Jésus vient d’entrer triomphant dans Jérusalem. Les Pharisiens, découragés par ce succès de Jésus, se disent entre eux : « Nous n’arriverons à rien : voilà que tout le monde se met à sa suite ! »

Ils ne croient pas si bien dire, et c’est ce que Jean veut souligner en racontant, aussitôt après, l’arrivée de quelques Grecs, des étrangers qui veulent voir Jésus. Non pas des étrangers quelconques, mais des hommes qui sont venus adorer à Jérusalem, donc des hommes déjà en quête du vrai Dieu. C’est d’ailleurs la première condition pour pouvoir rencontrer Jésus et voir en lui l’Envoyé de Dieu.

Les étrangers abordent Philippe, probablement parce qu’il a un nom grec ; puis Philippe et André signalent à Jésus l’arrivée des Grecs.

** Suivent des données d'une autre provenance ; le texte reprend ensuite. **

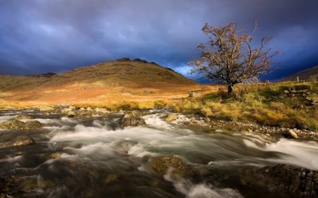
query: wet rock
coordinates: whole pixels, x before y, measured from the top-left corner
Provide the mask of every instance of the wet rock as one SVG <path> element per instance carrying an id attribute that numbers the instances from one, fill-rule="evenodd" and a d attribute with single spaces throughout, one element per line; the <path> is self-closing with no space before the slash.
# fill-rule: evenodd
<path id="1" fill-rule="evenodd" d="M 18 116 L 16 119 L 16 120 L 33 120 L 35 118 L 33 116 L 31 115 L 19 115 Z"/>
<path id="2" fill-rule="evenodd" d="M 298 194 L 300 197 L 318 196 L 318 183 L 315 182 L 318 178 L 317 171 L 280 164 L 266 166 L 261 171 L 278 181 L 278 187 Z"/>
<path id="3" fill-rule="evenodd" d="M 19 135 L 5 142 L 0 147 L 8 148 L 18 146 L 26 146 L 33 144 L 35 142 L 32 137 L 27 135 Z"/>
<path id="4" fill-rule="evenodd" d="M 39 130 L 43 127 L 43 124 L 37 120 L 27 121 L 24 123 L 25 130 Z"/>
<path id="5" fill-rule="evenodd" d="M 42 127 L 43 124 L 37 120 L 30 120 L 24 123 L 13 119 L 0 124 L 0 128 L 8 130 L 39 130 Z"/>
<path id="6" fill-rule="evenodd" d="M 76 114 L 75 113 L 75 112 L 73 111 L 67 111 L 67 117 L 74 117 Z"/>
<path id="7" fill-rule="evenodd" d="M 161 176 L 170 173 L 172 178 L 184 178 L 192 172 L 181 159 L 174 156 L 164 155 L 154 158 L 151 160 L 150 165 Z"/>
<path id="8" fill-rule="evenodd" d="M 126 114 L 119 120 L 119 125 L 122 128 L 128 126 L 139 126 L 146 125 L 143 118 L 134 113 Z"/>
<path id="9" fill-rule="evenodd" d="M 235 186 L 245 197 L 250 192 L 263 192 L 259 197 L 316 198 L 318 196 L 318 171 L 285 164 L 265 166 L 253 172 L 240 173 L 240 179 Z M 273 197 L 274 197 L 273 196 Z"/>
<path id="10" fill-rule="evenodd" d="M 165 120 L 166 122 L 172 122 L 178 118 L 178 116 L 177 114 L 168 114 L 165 118 Z"/>
<path id="11" fill-rule="evenodd" d="M 289 134 L 294 137 L 295 139 L 298 139 L 298 135 L 297 135 L 297 133 L 292 129 L 288 130 Z"/>
<path id="12" fill-rule="evenodd" d="M 18 120 L 8 120 L 0 124 L 1 129 L 23 130 L 24 123 Z"/>
<path id="13" fill-rule="evenodd" d="M 61 153 L 61 152 L 54 152 L 54 153 L 49 154 L 45 159 L 47 160 L 59 159 L 59 158 L 61 158 L 61 155 L 62 155 L 62 153 Z"/>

La réponse de Jésus est étrange au premier abord : « Elle est venue, l’heure où le Fils de l’Homme doit être glorifié ». Tout le mystère et toute la lumière de cette réponse tiennent dans un seul mot : I’Heure. L’heure de Jésus, pour saint Jean, ce n’est pas seulement un moment clé, c’est la phase décisive du salut de l’humanité, le passage que fait Jésus de ce monde au Père, en notre nom à tous ; c’est le moment où le Fils de l’Homme doit être glorifié, mais glorifié en passant par la mort. Si bien qu’aux yeux de l’évangéliste l’heure de Jésus englobe à la fois l’entrée dans les souffrances, toute la passion, la résurrection, la glorification auprès du Père, et même le don de l’Esprit Saint aux disciples.

Nous comprenons dès lors comment la phrase de Jésus est une réponse aux Grecs : ’Vous me cherchez ? Bien. Mais sachez que pour vous les Grecs, comme pour les Juifs, je serai un Messie crucifié« . »Scandale pour les Juifs, folie pour les païens", dira saint Paul.

Et Jésus, selon son habitude, enchaîne avec une parabole.

Si le grain de blé ne meurt pas en terre, il reste seul ; c’est‑à‑dire qu’il reste ce qu’il est : un simple grain, bien sec, intact, mais stérile. Si au contraire il se vide de sa substance, il devient germe, puis moisson.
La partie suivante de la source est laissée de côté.